Marco Island Historical Museum construction
Progress of the construction of the Marco ...
MARCO ISLAND — Marco Island Historical Society member Craig Woodward made a proposition Monday night to prevent the opening of an empty museum on Marco this February.
He proposed Marco come up with $350,000 as an incentive for Collier County to match those dollars and prevent the opening of a new $4.5 million museum without any exhibits — and City Council agreed.
The historical society raised $4.5 million to build the new Marco Island Historical Museum on Heathwood Drive and Collier County entered into an agreement to fund the exhibits for the museum, which is to have its grand opening Feb. 4. Museum officials have estimated that a full museum of exhibits would cost about $1.5 million.
During county budgeting, there was not enough money to allocate anything to the museum other than the $100,000 already committed from the Tourist Development Council.
Collier County Museum Director Ron Jamro and Collier County Commissioner Donna Fiala were committed to finding some money in the 2010 budget to ensure the museum didn’t open empty.
Woodward said Monday that about $440,000 was available in the county budget through a combination of items, including savings the county realized from park and public garden construction.
Fiala suggested that commissioners might be more attracted to giving the museum some of that money if they saw Marco commit to some of the expense as well. So, Woodward proposed council write a letter of intent to match up to $350,000 to help pay for exhibits.
“They’ve seen Marco really do well,” Woodward said of the challenge in convincing county officials to allocate more to the Island.
He said with Marco getting federal stimulus money for the Judge S.S. Jolley Bridge, as well as county-funded improvements on and near Marco, totaling tens of millions of dollars, the perception was that Marco was doing just fine.
“We need to send a message to the county that opening an empty museum here on Marco is not in the Island’s interest,” Woodward said.
City Council agreed in a 5-1 vote to write a letter of intent to the county that Marco will spend up to $350,000 if the county will match the expense.
Marco’s money comes from the sale of an easement to Lee County Electric Cooperative, City Manager Steve Thompson reported.

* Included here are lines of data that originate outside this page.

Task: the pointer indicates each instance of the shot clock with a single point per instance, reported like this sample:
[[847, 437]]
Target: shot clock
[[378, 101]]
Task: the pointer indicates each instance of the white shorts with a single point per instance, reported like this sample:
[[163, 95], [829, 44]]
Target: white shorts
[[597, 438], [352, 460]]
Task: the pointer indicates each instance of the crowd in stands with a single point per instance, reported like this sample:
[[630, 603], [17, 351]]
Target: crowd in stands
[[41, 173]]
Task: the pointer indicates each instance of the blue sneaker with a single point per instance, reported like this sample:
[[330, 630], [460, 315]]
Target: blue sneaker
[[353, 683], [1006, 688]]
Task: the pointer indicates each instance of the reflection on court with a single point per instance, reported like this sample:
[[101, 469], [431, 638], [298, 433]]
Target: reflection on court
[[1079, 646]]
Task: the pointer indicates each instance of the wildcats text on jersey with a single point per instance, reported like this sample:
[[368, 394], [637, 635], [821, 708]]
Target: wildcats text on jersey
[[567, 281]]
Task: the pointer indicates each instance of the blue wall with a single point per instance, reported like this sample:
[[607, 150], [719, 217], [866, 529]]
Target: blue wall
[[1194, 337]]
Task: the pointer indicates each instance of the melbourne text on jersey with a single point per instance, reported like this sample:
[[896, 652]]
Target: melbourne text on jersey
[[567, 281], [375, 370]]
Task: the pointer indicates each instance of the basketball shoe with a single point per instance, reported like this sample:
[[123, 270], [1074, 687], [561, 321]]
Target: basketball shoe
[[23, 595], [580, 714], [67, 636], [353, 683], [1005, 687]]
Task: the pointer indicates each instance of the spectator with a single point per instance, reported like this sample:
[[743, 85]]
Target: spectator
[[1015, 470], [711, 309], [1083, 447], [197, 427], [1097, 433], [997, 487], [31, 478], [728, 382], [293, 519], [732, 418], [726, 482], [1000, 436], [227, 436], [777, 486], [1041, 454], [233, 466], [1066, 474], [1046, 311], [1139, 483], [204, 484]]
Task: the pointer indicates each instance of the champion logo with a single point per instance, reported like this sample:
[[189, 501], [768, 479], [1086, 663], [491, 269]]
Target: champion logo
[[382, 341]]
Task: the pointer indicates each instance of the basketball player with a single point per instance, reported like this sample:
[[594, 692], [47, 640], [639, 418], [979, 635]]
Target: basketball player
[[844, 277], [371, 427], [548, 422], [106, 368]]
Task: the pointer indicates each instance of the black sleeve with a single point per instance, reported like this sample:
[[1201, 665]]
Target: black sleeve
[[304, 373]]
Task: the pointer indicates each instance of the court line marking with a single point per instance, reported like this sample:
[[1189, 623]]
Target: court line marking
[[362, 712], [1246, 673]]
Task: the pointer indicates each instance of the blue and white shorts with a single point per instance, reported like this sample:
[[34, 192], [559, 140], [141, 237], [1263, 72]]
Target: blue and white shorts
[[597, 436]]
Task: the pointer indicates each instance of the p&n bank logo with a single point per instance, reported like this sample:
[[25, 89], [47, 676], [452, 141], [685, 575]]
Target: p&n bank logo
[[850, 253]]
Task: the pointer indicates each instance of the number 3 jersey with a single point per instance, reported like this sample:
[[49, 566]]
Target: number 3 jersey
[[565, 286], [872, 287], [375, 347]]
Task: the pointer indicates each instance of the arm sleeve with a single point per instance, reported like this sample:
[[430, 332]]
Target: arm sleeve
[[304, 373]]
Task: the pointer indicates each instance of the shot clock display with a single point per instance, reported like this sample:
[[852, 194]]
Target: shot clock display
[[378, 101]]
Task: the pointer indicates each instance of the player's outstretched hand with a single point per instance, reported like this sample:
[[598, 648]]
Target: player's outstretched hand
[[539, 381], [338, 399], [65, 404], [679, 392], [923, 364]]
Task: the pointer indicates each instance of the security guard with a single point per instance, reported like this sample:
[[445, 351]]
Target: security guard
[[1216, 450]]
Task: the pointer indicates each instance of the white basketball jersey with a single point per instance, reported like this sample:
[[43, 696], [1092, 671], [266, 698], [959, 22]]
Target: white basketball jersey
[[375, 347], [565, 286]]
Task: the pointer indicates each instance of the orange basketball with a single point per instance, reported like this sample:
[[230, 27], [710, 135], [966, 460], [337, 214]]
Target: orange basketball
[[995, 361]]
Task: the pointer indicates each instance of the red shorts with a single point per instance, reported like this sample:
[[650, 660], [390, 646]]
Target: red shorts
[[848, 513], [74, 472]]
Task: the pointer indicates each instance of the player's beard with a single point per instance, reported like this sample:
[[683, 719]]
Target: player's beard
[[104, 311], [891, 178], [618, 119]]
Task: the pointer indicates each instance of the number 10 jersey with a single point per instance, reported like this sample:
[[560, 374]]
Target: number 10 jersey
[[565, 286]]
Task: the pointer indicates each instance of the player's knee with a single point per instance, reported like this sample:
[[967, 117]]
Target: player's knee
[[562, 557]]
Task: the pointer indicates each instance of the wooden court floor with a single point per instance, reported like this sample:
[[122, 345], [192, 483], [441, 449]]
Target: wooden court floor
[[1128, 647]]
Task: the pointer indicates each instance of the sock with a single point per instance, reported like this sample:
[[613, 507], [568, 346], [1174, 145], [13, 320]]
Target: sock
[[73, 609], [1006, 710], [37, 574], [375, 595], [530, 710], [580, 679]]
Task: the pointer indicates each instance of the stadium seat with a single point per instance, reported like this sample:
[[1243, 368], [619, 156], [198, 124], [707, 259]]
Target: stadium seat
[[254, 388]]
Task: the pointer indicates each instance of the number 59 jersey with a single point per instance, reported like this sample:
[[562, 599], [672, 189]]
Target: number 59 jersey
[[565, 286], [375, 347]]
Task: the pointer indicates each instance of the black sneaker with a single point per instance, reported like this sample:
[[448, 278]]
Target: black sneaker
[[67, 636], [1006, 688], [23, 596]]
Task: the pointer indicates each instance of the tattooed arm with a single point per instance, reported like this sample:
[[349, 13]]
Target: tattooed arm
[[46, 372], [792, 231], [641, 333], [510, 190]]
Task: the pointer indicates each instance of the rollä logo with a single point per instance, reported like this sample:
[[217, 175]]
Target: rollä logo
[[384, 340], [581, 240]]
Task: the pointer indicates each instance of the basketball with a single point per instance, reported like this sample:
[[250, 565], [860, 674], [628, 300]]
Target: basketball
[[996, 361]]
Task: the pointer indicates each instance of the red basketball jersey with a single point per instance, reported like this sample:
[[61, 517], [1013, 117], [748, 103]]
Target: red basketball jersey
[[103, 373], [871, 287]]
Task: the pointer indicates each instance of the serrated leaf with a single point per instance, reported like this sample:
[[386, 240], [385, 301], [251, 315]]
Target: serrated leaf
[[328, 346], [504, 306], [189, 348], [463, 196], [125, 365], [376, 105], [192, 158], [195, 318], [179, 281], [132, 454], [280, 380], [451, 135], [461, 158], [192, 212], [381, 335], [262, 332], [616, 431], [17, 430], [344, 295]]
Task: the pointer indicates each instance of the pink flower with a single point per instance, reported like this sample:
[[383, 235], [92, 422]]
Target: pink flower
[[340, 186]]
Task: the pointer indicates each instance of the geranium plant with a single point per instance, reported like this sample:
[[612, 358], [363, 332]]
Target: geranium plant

Fay Biles, who as President of the Marco Island Taxpayers’ Association advocated a refund of the LCEC money to taxpayers, said as a resident, giving the museum the money was the next best thing.
The matching-fund proposal will likely be considered by county commissioners Dec. 15.
Woodward said he has the support of one commissioner, Fiala, and hopes to garner the support of at least two more.
City Councilman Jerry Gibson was adamantly opposed to the agreement backhanding his microphone on the dais as he exclaimed: “They (the county) left us holding the bag again...”
Gibson regained composure and said “sorry, I’m just a little frustrated with the county.”
“You can’t be anymore frustrated than we are,” Woodward replied.
After the meeting, Gibson explained his vote further. “I think it’s a disgrace that the county could make a commitment and then totally turn its back on Marco.”
As for the land the county donated to the museum, Gibson said, “big deal they’re giving it back to the people it belonged to.”
Woodward said he thought of the money as a stimulus plan because museums will attract tourism and boost restaurant and other business sales in the area.
Several members of the community stood up in support of the museum Monday, of which capital campaign co-chairs Bill Perdichizzi and Betsy Perdichizzi were included.
“I think the museum would be a magnificent diamond in the middle of Marco. Our diamond is in the rough until something happens,” said Vice Chairman Frank Recker, who served as chairman in Rob Popoff’s absence Monday.